Jean-Paul Laurens a peu sacrifié à ces erreurs. Il possédait le don très rare de la « crédibilité. » Ses groupes ne ressemblent pas à des modèles mis bout à bout, grimés et travestis, des figurants de théâtre logés dans des costumes rigides comme dans les coquilles où rien ne se révèle du mollusque enfermé. Chez lui, les plis des visages et les plis des manteaux semblent des sillons depuis longtemps creusés par l’accoutumance. Et puis, il a le sens des vides, vertu très nécessaire quand on veut restituer ces époques où l’on habitait des salles immenses, avec un minimum de mobilier.

Son Interdit, — des cadavres pourrissant dans l’enclos, sur leurs civières, devant la porte condamnée de l’église, — semble une chose vue.

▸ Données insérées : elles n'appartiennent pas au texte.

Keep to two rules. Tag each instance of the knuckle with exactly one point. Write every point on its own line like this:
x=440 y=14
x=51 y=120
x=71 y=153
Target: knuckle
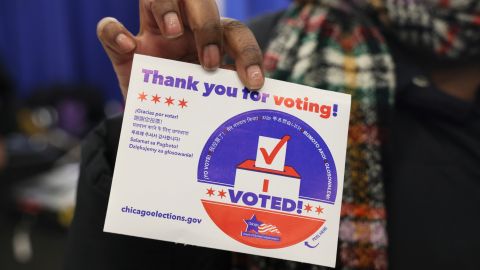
x=251 y=54
x=231 y=24
x=104 y=25
x=208 y=26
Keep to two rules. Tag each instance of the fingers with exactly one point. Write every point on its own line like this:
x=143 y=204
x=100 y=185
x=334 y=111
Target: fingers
x=204 y=21
x=167 y=17
x=243 y=47
x=120 y=45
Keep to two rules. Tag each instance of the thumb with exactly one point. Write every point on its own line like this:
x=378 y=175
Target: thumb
x=120 y=45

La Mort de sainte Geneviève, au Panthéon, évoque cette grandeur fruste : les adieux d’une vieille paysanne à sa nombreuse postérité, sur la terre sauvegardée et nourricière des générations à venir. S’il y a parfois du mélodrame dans les gesticulations, les bouches ouvertes, les doigts tendus, les maxillaires contractés, les crispations et les torsions de la colère, n’oublions pas qu’à cet âge, chez ces peuples, les passions étaient mal contenues, même par les plus grands dignitaires, les personnages sacrés. Tous les témoignages concordent là-dessus. Si ces personnages même sont presque uniformément robustes et anguleux, à la façon des vieux chênes, souvenons-nous, — car c’est un de leurs principaux traits différentiels avec nous, — qu’à cette époque les faibles de constitution vivaient peu, sauf parfois dans les familles royales très entourées de soins : encore était-ce rare. La moyenne de la vie humaine était très brève. Lors donc qu’on rencontre dans un tableau de J.-P. Laurens, un personnage que l’Histoire atteste un vieillard, on peut conclure de son grand âge à sa forte constitution.

Quant aux visages, Jean-Paul Laurens avait appris à les scruter par le portrait. Ceux qu’on a réunis dans sa rétrospective lui font grand honneur, notamment celui de son père, tenant une tabatière. Qui peut le plus peut le moins, et ce n’est point pour échapper aux écueils de la caractérisation individuelle et vérifiable que ce rigoureux analyste a brossé de grandes pages d’histoire.